My neighbor shared this old recipe and now my family requests it weekly. So creamy it practically melts on your tongue.

This Slow Cooker Amish Sour Cream Noodles recipe is a simple, comforting meal where the noodles cook right in a seasoned broth. As they soften, they absorb the liquid and release starch, creating a naturally creamy, slightly thick sauce. Stirring in sour cream at the end adds a smooth, rich texture with a gentle tang that coats every bite.
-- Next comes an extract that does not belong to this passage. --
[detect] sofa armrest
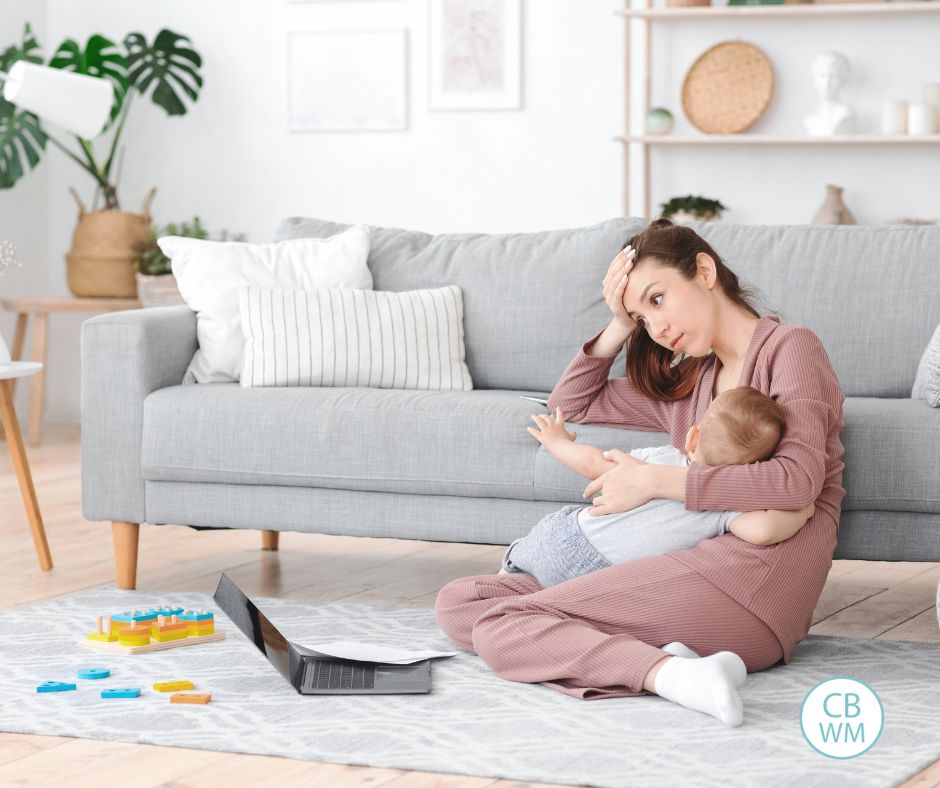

Slow Cooker Amish Sour Cream Noodles
Ingredients:
- 12 oz wide egg noodles (dried)
- 3 cups chicken broth
- 2 cups sour cream (full-fat)
- 6 tbsp unsalted butter (cut into pieces)
- 1 tsp kosher salt
- 1/2 tsp black pepper
Directions:
Step 1: Set Up the Base
Lightly grease a 4–6 quart slow cooker. Add the chicken broth along with the salt and pepper, stirring to combine.
Tip: Seasoning the broth first ensures even flavor throughout the dish.
Step 2: Add Noodles and Butter
Place the dry egg noodles into the slow cooker, pressing them down so they are mostly submerged. Scatter the butter pieces over the top.
Tip: Keeping noodles covered in liquid helps them cook evenly and stay tender.
Step 3: Cook the Noodles
Cover and cook on HIGH for 1 hour. Stir gently, then continue cooking for another 30–45 minutes on HIGH.
Visual cue: Noodles should be soft and most of the liquid absorbed into a lightly thickened sauce.
Step 4: Add the Sour Cream
Switch the slow cooker to WARM and stir in the sour cream until smooth and fully incorporated.
Tip: Adding it at the end prevents curdling and keeps the sauce creamy.
Step 5: Let It Sit
Allow the noodles to rest for 5–10 minutes with the lid slightly open before serving, helping the sauce thicken and cling better to the noodles.